In an action to recover damages for personal injuries, the defendant Gregory DaVola appeals from so much of an order of the Supreme Court, Kings County (Partnow, J.), dated March 21, 2006, as denied his motion for summary judgment dismissing the complaint insofar as asserted against him on the ground that the plaintiff did not sustain a serious injury within the meaning of Insurance Law § 5102 (d).
Ordered that the order is reversed insofar as appealed from, on the law, with costs, and the motion for summary judgment *729dismissing the complaint insofar as asserted against the appellant is granted.
The appellant made a prima facie showing that the plaintiff did not sustain a serious injury within the meaning of Insurance Law § 5102 (d) as a result of the subject motor vehicle accident (see Toure v Avis Rent A Car Sys., 98 NY2d 345 [2002]; Gaddy v Eyler, 79 NY2d 955, 956-957 [1992]; Meyers v Bobower Yeshiva Bnei Zion, 20 AD3d 456 [2005]; Kearse v New York City Tr. Auth., 16 AD3d 45, 49-50 [2005]).
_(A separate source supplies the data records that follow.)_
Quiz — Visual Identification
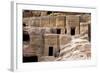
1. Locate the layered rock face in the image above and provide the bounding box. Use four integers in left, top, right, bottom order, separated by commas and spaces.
23, 11, 91, 62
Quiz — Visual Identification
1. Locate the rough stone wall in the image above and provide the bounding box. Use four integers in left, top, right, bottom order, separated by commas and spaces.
44, 34, 59, 56
59, 34, 71, 47
66, 15, 80, 35
56, 16, 66, 27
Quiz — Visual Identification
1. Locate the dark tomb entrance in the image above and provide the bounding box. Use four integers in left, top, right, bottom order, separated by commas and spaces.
49, 47, 53, 56
57, 29, 61, 34
23, 56, 38, 63
71, 27, 75, 35
23, 31, 30, 42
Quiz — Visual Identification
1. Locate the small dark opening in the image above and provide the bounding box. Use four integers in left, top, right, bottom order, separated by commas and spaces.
71, 27, 75, 35
23, 31, 30, 42
49, 47, 53, 56
57, 29, 61, 34
23, 23, 26, 27
65, 29, 67, 34
24, 10, 30, 12
23, 56, 38, 62
47, 11, 52, 14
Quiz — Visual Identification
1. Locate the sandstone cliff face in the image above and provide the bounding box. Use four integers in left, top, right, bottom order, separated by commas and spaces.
56, 37, 91, 61
23, 11, 91, 62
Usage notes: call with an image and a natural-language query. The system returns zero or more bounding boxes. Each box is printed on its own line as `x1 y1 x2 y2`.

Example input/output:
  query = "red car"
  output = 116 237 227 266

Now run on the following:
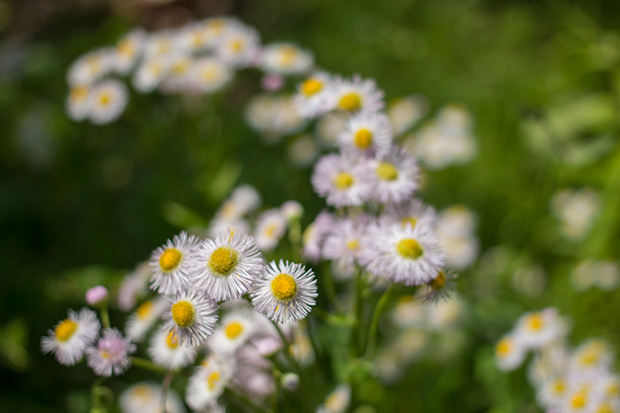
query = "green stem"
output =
364 283 394 359
131 357 170 374
99 305 111 328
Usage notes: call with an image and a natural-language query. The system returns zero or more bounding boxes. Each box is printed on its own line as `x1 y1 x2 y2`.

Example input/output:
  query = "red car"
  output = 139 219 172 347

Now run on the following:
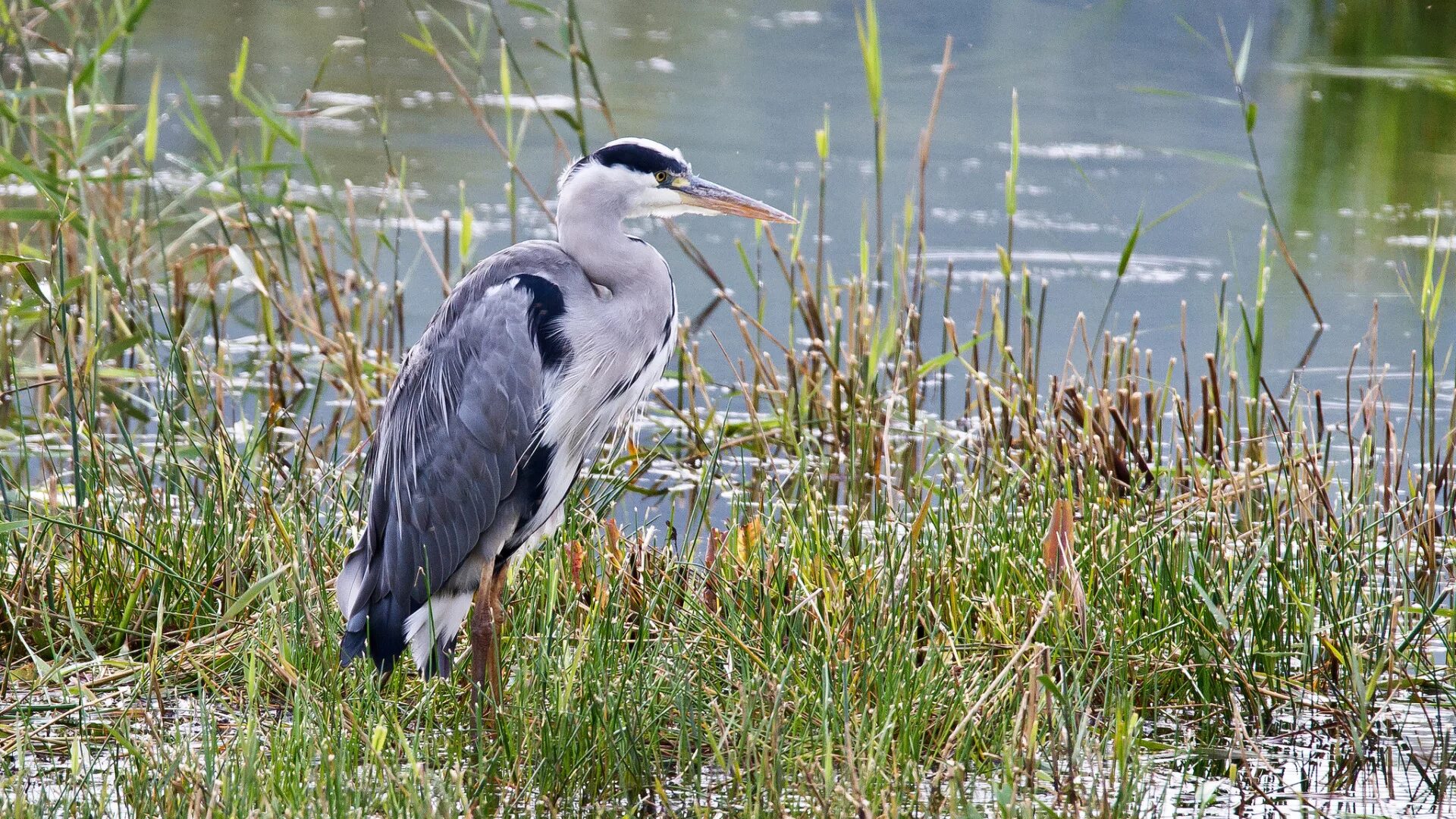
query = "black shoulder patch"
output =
516 274 571 370
592 143 687 174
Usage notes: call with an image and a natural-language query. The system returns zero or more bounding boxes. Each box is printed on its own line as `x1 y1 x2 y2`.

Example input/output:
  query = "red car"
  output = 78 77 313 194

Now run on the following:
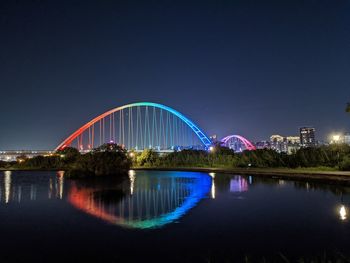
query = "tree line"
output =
133 144 350 170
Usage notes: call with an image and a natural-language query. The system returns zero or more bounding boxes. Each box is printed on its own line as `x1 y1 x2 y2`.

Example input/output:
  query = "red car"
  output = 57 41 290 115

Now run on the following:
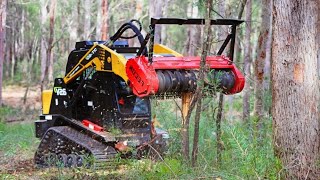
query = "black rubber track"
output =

In opposition, the affirmed medical reports of the plaintiffs treating orthopedic surgeon did not raise a triable issue of fact. Initially, in her most recent examination of the plaintiff performed on February 13, 2006, the orthopedic surgeon concluded that the limitations noted in cervical and lumbar spine range of motion, as well as the disc bulges noted in the plaintiffs magnetic resonance imaging (hereinafter MRI) reports, were caused by the subject accident. However, these conclusions were speculative as she did not address in her most recent report the findings contained in the report of the appellant’s examining radiologist that the disc bulges in the plaintiffs cervical and lumbar spine were the result of pre-existing degenerative processes and not the subject accident (see Giraldo v Mandanici, 24 AD3d 419, 420 [2005]; Lorthe v Adeyeye, 306 AD2d 252, 253 [2003]; Pajda v Pedone, 303 AD2d 729, 730 [2003]; Ginty v MacNamara, 300 AD2d 624, 625 [2002]). Moreover, it is clear that she improperly relied upon unsworn MRI reports of the plaintiffs cervical and lumbar spine in coming to her diagnosis in her most recent report (see Brobeck v Jolloh, 32 AD3d 526 [2006]; Vallejo v Builders for Family Youth, Diocese of Brooklyn, Inc., 18 AD3d 741, 742 [2005]; Friedman v U-Haul Truck Rental, 216 AD2d 266, 267 [1995]). Furthermore, neither the plaintiff nor her treating orthopedic surgeon adequately explained the 15-month gap between the date when the plaintiff, by her own admission in her deposition testimony, stopped treatment, and the date on which she was examined in February 2006 (see Pommells v Perez, 4 NY3d 566, 574 [2005]; Hasner v Budnik, 35 AD3d 366, 368 [2006]; Caracci v Miller, 34 AD3d 515 [2006]; Bycinthe v Kombos, 29 AD3d 845, 846 [2006]). The MRI reports of the plaintiffs cervical and lumbar spine dated October 25, 2004, were without probative value in opposing the appellant’s motion since they were unaffirmed (see Grasso v Angerami, 79 NY2d 813, 814 [1991]; Parente v Kang, 37 AD3d 687 [2007]; Nkhereanye v Hillaire, 35 AD3d 419, 420 [2006]). The remaining submissions of the plaintiff did not amount to medical evidence sufficient to raise a triable issue of fact. Crane, J.E, Santucci, Florio, Dillon and Balkin, JJ., concur.